Once all this has been completed and the diversion is underway, it's time for a review. A good decision-making process should close the loop by returning to the top and reviewing what has happened and what has been done. Are those decisions still valid? Did we do the correct checklists? Have we missed anything?
A good way of doing this is to do another FNC. Is the aircraft flying the way in which we want it to be flying? Are we navigating towards where we want to go? Have we communicated our plan to everyone who needs to know?
Not quite. The passengers.
You may have been reading all the above wondering at what point we'd let you, the passengers, know what's going on. There's no straight-forward answer to this but I would say that, depending on the severity of the situation, it's one of the lowest priorities for the pilots. Don't get me wrong, if half the aircraft were woken up by the bangs and vibrations, we may try and make a quick announcement earlier on to calm their fears. Once the diversion has been initiated, then we'd get back on the PA with some more information.
The main point being that flying the aircraft is the most important priority at all times. So if you're ever on an aircraft where you can tell something isn't quite right, please don't be perturbed that your pilots haven't spoken to you. They will most likely be dealing with the problem and formulating a plan.
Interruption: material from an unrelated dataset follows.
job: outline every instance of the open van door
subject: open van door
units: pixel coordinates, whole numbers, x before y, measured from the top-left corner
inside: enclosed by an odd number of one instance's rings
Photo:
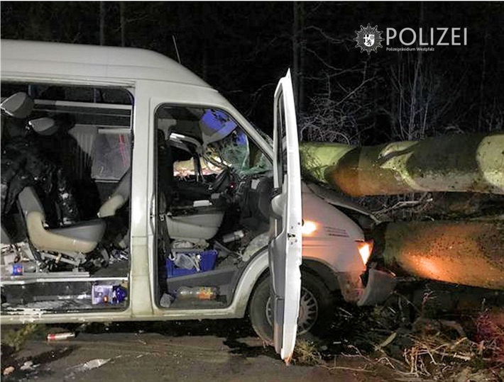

Once the situation is under control, they will of course then inform you what's going on.
Bottom line
An engine failure at any stage of flight is incredibly unlikely. That said, pilots always expect the unexpected. Losing an engine over the Atlantic adds some complexities but the procedures are well-practiced and rehearsed before every crossing. At all stages of the flight, the pilots will know which is the closest usable airfield so should the need arise, an expeditious diversion can be initiated.